Not too long ago, I was asked do try something – the person who brought it up to me called it the Sleep Challenge but if you actually Google the words “Sleep Challenge” you’ll find a bunch of other um… “interesting”…. unrelated results so I don’t know if there’s actually a name for this or not but the concept is really straightforward:
For the next two weeks, no matter what you’re doing or how much you have on your plate, go to bed early and make sure you get 7-8 hours of sleep every night.
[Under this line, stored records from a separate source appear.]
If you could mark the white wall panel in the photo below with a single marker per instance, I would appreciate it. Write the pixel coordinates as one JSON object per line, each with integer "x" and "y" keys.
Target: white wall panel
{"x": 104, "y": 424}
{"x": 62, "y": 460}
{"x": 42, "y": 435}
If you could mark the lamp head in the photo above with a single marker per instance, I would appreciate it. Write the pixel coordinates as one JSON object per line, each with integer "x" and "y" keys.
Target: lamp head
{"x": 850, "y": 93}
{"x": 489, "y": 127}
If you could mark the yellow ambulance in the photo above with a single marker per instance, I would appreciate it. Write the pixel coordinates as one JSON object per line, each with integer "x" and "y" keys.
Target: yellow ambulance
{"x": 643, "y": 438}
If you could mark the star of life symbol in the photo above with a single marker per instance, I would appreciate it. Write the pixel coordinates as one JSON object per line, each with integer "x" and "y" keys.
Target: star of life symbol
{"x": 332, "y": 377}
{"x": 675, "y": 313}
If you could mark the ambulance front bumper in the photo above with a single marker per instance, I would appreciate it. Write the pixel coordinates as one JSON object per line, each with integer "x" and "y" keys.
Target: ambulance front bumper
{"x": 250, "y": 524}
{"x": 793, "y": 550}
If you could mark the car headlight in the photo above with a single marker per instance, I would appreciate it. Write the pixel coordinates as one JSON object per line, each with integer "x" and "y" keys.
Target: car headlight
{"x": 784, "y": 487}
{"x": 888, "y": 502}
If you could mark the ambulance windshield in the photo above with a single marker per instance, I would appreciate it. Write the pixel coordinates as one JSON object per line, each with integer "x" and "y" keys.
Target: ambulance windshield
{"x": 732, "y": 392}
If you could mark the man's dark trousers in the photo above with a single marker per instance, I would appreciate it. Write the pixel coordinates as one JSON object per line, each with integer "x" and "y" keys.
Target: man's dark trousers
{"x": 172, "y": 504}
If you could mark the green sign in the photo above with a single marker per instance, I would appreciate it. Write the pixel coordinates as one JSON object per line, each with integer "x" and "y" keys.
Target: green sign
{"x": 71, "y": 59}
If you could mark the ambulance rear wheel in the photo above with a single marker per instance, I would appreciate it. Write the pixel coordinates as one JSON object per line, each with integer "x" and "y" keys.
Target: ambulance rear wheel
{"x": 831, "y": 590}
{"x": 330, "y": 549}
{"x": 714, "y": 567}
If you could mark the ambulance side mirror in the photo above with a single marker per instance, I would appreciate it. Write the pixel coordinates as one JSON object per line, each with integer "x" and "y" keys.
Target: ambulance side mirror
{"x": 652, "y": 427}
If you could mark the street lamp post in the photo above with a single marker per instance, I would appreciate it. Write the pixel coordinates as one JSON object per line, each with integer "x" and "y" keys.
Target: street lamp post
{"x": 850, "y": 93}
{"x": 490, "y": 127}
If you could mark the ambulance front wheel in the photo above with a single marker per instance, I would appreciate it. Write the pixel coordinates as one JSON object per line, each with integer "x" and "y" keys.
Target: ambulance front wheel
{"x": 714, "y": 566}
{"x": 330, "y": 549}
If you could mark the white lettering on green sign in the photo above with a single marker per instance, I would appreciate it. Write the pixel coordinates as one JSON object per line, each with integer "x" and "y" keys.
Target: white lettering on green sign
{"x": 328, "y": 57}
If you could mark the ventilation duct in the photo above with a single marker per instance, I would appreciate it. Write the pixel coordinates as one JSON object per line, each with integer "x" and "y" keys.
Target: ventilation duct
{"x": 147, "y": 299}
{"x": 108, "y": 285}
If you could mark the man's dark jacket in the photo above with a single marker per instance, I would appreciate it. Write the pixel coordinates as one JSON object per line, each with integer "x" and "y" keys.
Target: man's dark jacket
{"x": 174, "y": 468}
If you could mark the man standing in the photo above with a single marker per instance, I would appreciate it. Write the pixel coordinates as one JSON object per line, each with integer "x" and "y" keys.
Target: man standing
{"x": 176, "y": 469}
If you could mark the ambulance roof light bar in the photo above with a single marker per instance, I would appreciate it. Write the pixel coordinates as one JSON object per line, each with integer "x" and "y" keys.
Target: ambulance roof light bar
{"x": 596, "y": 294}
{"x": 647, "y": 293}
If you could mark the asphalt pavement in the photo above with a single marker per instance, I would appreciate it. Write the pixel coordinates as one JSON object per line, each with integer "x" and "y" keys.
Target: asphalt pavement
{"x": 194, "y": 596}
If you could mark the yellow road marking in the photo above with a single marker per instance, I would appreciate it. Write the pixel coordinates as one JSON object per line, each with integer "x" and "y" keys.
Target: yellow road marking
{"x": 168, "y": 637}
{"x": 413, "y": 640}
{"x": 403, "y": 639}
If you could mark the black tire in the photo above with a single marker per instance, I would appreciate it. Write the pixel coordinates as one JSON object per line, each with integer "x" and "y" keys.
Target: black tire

Sound easy? It probably does until you actually try it. The first few days are the hardest because you really won’t grasp how many distractions there are that you need to turn off and teach yourself to ignore before going to sleep each night until you make a conscious effort to try and do it. But if you do, I guarantee that even after the first week, you’ll start to feel noticeably better both physically and mentally.
If anyone decides to give this a try, I’d be interested to hear how it goes.